Editor’s Notebook: “On Connection”
January 2024
Not every literary magazine aims to make a whole of their individual selections for publication, but we do, at Waterwheel Review, thinking deeply about how accepted pieces speak to and support each other—via theme, voice, approach; even, sometimes, the look on the page. We connect each publication to other art, too—image or video or song—by placing it as the centerpiece of a triptych, and we actively work at linking the triptychs with a color scheme, through repeated elements of images, sometimes via sound. And we select a quote for each issue, one that serves as an umbrella-thought for all three publications.
“I’m obsessed with relationships,” says my co-editor Suzanne, the mastermind of Issue 32. We invest so much in connecting every kind of art on our homepage, threading relationship through it all. Every moment of that work and every element of the outcome feeds Suzanne, and something, some weeks ago, made her wonder what new relationships we might discover at our own website. She suggested that for our January issue, we select a quote that felt right to us for the season—of the calendar and our mission, individually as writers and collectively as co-editors of this magazine—and then go hunting in our archives for pieces that would fit both the quote and each other.
The issue came together quickly, the original triptychs fitting seamlessly together. So satisfying.

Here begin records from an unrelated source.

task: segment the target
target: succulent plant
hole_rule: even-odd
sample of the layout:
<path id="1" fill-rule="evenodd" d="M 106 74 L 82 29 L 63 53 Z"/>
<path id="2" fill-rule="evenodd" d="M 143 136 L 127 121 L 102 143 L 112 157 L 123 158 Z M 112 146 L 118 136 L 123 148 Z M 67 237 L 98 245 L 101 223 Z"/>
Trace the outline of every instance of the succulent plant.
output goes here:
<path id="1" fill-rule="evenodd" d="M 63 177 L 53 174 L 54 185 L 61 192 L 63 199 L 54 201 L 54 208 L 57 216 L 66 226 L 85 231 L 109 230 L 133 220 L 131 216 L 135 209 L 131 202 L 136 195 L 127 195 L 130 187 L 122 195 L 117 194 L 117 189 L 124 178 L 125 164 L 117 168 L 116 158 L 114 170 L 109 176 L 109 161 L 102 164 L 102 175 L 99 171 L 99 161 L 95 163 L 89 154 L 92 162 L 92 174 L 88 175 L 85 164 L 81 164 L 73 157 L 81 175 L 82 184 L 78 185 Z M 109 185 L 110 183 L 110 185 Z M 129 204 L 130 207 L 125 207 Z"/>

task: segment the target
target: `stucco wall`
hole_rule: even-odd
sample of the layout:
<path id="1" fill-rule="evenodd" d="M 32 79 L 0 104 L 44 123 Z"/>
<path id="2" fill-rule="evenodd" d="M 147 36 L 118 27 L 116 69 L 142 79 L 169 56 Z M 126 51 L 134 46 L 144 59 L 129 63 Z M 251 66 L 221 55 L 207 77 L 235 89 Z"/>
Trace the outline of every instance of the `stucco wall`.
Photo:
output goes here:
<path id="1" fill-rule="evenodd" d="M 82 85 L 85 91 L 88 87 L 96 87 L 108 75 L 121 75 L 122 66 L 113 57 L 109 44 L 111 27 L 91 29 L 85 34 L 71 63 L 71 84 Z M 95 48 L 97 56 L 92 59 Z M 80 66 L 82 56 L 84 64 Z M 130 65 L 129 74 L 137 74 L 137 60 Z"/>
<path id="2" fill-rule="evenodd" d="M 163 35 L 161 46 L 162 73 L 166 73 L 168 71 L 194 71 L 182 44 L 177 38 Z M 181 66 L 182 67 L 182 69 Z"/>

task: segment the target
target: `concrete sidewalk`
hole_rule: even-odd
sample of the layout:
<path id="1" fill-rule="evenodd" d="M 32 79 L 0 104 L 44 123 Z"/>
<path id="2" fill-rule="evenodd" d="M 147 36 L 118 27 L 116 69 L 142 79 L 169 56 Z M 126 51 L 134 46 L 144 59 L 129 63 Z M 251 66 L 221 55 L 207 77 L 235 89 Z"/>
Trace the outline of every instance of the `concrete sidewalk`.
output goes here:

Suzanne’s brainstorm makes me think of all the creative connections we make in our own work, once we embrace constraint. Writing prompts work because they harness otherwise inchoate creative energy. Conceits work in a similar way—think a hermit crab essay, a stylized voice, a motif that will not be moved. Applying a “rule” to your work will inspire you to subvert it. I have so many times seen a constraint spark new relationship between apparently disparate images or ideas in my own developing work or that of friends. What a joy to see that same kind of process here, making something wholly new of what we thought we already fully understood.